Masthead of The Waipa Post, published 18 April 1911
Te Awamutu's first newspaper, The Waipa Post, hit the streets on Tuesday, 18 April 1911. It was a single large sheet of newsprint, folded in half to form four broadsheet pages.
As was the custom of those days, the seven column pages were largely devoted to advertising, much of it in single columns but with a sprinkling of multi-column advertisements from local retailers eager to inform the townsfolk and nearby rural residents of their wares.
Previously the town had been served by the Waikato Argus, initially published in Ngāruawāhia and then in Hamilton, and carrying advertisements of no great interest to Te Awamutu people. The locals were delighted to have a newspaper they could call their own.
Heerdegen & Co offered buyers a range of fresh fish, packed in ice and brought in from Thames; the Farmers' Cooperative Auctioneering Company advised farmers that Bodmin's Celebrated Sheep Medicine Parasitocide showed no mortality in sheep after use; Mr Wm Milburn, late of India, was at present on a visit to Kihi Kihi; and the draining of the Kawa swamp was proceeding as fast as circumstances will allow, and that when the swamp was drained another 5000 acres will be available for pasture which will affect the future of Kawa to no small extent.

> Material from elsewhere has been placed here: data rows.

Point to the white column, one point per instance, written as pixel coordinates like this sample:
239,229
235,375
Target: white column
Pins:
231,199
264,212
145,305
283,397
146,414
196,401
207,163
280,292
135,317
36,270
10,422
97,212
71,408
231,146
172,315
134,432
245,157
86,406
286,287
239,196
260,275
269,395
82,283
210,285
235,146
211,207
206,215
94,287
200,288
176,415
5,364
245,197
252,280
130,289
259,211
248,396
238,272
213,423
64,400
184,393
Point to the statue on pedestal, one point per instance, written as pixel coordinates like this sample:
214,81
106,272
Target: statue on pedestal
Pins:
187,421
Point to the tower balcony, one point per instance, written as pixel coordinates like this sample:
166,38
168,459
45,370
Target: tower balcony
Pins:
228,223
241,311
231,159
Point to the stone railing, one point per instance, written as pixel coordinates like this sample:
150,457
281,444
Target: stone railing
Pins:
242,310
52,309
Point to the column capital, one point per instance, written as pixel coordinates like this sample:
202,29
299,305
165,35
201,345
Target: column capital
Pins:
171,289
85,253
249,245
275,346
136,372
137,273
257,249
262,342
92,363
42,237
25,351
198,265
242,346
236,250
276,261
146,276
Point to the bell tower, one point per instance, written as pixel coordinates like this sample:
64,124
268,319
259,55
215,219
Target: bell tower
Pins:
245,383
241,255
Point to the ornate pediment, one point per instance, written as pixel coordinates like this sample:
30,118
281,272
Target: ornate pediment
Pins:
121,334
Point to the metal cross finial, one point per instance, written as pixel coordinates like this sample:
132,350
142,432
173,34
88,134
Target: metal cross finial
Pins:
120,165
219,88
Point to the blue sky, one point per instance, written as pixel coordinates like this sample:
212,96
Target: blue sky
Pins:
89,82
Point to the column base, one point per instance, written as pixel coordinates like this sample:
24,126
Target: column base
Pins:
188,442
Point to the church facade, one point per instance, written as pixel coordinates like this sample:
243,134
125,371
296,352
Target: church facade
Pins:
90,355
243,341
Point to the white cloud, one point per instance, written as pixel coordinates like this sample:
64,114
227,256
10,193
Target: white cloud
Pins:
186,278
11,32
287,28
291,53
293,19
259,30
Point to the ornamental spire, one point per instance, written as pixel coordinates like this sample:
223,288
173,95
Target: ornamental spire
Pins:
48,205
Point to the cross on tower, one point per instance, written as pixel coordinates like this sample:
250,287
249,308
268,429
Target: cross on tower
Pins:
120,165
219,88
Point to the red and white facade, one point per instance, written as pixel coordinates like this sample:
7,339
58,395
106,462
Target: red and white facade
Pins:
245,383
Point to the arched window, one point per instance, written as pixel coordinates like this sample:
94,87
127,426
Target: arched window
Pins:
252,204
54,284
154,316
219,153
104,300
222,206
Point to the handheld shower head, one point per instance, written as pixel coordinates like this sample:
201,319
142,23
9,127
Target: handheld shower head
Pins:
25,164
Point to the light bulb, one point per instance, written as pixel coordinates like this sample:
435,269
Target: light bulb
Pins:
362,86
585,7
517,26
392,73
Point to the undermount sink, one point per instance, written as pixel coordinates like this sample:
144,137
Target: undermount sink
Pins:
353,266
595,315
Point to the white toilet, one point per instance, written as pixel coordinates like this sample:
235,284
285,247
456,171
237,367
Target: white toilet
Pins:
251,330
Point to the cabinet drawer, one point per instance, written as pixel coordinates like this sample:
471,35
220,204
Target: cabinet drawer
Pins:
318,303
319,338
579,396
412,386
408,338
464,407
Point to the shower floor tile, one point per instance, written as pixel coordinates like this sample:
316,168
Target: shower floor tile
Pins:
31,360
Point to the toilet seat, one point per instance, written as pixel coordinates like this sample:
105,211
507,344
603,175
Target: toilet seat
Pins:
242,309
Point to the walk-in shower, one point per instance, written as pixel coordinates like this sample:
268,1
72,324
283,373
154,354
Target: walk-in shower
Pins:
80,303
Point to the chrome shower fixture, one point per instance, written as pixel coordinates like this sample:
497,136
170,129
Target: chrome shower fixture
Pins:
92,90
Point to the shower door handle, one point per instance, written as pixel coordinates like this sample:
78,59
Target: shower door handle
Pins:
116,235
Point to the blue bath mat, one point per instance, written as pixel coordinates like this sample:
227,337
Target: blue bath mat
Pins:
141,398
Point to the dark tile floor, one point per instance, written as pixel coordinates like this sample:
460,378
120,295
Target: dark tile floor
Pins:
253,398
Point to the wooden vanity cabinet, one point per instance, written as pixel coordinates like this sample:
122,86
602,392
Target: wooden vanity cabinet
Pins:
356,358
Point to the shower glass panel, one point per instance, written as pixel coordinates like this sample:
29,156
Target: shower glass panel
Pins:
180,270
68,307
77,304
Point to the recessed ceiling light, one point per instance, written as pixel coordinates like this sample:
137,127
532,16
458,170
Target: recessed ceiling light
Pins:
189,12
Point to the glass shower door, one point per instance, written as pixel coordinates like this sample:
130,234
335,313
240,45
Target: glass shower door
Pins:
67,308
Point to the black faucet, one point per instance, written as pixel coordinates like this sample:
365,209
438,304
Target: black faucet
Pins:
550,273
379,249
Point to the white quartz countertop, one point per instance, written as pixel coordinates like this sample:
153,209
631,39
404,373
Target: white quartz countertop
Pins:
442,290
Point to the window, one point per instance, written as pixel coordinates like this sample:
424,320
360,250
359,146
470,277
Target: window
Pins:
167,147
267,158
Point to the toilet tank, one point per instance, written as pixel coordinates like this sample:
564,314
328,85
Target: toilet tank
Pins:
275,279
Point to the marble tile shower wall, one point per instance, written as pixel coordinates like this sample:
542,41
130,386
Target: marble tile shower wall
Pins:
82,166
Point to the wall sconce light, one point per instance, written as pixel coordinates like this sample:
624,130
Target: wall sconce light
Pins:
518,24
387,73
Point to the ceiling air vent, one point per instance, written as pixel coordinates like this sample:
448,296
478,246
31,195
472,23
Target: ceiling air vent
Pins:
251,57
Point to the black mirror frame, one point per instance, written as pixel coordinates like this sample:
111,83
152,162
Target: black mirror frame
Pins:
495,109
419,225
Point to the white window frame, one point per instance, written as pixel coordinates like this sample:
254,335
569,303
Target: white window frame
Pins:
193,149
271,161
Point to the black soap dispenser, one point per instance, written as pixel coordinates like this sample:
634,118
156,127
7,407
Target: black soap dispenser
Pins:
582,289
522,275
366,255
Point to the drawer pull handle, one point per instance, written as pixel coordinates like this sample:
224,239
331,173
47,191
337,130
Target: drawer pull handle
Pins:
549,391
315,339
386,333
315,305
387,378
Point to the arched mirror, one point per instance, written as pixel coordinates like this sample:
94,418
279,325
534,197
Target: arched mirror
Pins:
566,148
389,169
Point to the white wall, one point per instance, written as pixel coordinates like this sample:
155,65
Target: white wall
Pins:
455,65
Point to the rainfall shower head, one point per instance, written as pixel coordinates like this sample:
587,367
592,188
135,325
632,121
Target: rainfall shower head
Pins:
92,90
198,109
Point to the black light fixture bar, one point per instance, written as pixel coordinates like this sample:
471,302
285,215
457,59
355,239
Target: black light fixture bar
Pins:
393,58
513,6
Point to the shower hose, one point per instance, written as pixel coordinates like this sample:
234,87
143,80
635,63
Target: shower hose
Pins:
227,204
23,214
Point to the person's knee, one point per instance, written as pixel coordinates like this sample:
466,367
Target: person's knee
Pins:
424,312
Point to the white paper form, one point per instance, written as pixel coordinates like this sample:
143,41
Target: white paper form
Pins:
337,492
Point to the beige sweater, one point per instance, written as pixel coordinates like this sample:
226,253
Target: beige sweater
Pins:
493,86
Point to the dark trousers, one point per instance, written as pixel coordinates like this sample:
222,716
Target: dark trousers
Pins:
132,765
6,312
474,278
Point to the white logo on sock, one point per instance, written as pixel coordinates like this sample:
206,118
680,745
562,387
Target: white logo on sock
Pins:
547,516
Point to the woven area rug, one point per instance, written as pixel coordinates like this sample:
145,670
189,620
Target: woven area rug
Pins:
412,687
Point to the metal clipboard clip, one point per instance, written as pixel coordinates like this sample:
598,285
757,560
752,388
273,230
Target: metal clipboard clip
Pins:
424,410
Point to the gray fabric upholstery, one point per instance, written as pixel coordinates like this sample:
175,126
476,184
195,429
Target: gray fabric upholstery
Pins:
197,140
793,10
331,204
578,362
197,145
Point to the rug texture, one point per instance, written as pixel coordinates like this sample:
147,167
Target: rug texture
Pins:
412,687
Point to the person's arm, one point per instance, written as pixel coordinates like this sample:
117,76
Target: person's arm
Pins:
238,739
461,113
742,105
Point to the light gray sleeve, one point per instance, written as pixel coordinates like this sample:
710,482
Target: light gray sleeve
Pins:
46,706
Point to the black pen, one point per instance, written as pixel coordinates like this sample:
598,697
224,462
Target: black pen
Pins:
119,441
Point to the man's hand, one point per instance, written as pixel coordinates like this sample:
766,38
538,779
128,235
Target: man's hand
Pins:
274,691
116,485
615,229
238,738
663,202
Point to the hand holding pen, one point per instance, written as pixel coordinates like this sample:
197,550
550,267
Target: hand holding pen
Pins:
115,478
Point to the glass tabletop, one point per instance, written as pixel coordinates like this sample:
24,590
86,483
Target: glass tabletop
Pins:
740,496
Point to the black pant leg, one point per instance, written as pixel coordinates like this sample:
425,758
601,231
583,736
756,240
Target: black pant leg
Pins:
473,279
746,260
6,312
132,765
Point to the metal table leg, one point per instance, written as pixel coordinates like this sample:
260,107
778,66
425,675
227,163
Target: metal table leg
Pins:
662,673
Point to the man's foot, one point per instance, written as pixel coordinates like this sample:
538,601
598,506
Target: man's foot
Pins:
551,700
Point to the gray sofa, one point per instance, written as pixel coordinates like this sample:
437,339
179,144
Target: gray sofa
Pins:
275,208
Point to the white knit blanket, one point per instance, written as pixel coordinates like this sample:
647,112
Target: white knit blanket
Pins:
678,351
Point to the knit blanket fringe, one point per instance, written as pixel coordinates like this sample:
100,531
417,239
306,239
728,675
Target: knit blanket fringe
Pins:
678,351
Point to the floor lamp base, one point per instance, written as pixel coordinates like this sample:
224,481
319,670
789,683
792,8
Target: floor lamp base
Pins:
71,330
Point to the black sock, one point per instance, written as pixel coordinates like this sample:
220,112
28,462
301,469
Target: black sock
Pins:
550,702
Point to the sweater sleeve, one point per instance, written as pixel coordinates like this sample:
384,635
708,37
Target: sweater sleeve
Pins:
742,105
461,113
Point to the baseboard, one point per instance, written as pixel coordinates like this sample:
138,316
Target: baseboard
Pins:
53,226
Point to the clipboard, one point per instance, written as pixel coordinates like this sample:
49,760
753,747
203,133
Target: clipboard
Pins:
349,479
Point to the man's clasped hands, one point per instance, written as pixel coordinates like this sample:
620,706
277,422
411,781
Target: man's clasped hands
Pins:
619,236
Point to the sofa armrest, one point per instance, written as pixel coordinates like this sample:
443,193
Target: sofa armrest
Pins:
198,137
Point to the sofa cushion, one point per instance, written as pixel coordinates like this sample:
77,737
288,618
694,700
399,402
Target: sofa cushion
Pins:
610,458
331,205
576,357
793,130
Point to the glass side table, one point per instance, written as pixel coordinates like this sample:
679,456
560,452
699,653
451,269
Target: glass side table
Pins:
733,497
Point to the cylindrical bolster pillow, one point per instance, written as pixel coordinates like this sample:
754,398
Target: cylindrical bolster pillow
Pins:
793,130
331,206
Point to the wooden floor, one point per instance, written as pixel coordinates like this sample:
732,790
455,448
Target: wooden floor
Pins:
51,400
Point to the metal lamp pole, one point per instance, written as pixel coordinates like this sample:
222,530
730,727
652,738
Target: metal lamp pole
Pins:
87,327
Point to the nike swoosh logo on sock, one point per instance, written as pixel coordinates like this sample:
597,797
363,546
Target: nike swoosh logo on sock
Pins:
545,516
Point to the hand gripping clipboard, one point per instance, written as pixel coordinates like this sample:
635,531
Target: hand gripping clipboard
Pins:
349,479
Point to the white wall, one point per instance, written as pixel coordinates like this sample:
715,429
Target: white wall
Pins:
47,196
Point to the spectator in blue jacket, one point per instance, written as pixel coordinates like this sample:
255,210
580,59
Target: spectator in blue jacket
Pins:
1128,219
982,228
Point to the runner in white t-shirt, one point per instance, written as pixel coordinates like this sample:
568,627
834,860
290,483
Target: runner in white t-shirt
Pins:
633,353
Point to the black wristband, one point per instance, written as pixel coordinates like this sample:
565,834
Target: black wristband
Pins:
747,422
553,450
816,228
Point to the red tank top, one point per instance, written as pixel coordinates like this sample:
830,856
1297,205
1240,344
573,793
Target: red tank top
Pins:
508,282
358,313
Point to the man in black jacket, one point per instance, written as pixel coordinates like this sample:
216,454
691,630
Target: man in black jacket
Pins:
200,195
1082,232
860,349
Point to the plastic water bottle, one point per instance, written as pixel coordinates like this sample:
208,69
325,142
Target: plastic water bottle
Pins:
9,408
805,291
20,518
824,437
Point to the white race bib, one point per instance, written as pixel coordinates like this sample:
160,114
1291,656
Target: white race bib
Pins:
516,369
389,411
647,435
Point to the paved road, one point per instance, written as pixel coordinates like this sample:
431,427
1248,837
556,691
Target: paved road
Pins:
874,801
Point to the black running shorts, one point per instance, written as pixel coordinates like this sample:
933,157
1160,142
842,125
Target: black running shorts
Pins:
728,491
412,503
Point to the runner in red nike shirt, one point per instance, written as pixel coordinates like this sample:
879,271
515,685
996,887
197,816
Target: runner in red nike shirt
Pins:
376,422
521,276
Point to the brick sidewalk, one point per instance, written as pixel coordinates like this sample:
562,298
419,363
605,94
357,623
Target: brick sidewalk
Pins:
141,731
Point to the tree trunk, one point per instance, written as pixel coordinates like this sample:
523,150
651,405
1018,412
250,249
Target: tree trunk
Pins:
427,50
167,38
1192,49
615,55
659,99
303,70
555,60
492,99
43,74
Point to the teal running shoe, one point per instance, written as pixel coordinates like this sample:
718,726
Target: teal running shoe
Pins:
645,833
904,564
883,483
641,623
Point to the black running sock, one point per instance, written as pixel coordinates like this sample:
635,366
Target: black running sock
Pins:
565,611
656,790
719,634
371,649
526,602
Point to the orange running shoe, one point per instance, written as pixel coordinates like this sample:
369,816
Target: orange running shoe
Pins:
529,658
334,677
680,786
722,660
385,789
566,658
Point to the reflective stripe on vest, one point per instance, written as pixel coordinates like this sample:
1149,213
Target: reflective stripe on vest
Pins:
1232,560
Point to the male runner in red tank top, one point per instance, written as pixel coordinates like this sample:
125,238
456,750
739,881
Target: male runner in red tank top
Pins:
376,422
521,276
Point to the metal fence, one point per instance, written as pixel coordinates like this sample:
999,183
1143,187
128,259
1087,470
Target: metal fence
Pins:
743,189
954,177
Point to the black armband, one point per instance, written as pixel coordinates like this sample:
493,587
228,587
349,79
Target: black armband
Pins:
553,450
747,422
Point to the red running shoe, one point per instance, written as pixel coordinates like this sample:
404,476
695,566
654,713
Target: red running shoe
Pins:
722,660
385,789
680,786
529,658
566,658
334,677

Fat and store cattle, sheep and pigs were offered for sale and draught horses, light harness horses and hacks were also widely advertised. Sales price for the newspaper was one penny.
Its second edition, published the following Friday, carried a front-page advertisement by Mr W.H. Poolman, tailor and ladies' costumier, who desires to thank his numerous patrons and friends for the liberal support accorded him during the past four years in Te Awamutu and to advise that owing to the expiration of lease, he has moved to Kihi Kihi. News reports covered hockey, Te Pahu news, football, weather information, and farming news.
The newspaper, owned and run by A.G. Warburton, thrived. Fire damaged its Alexandra Street premises in 1927 and it changed its name to Te Awamutu Courier in 1936. It was purchased by Wilson and Horton (later APN) in 1992.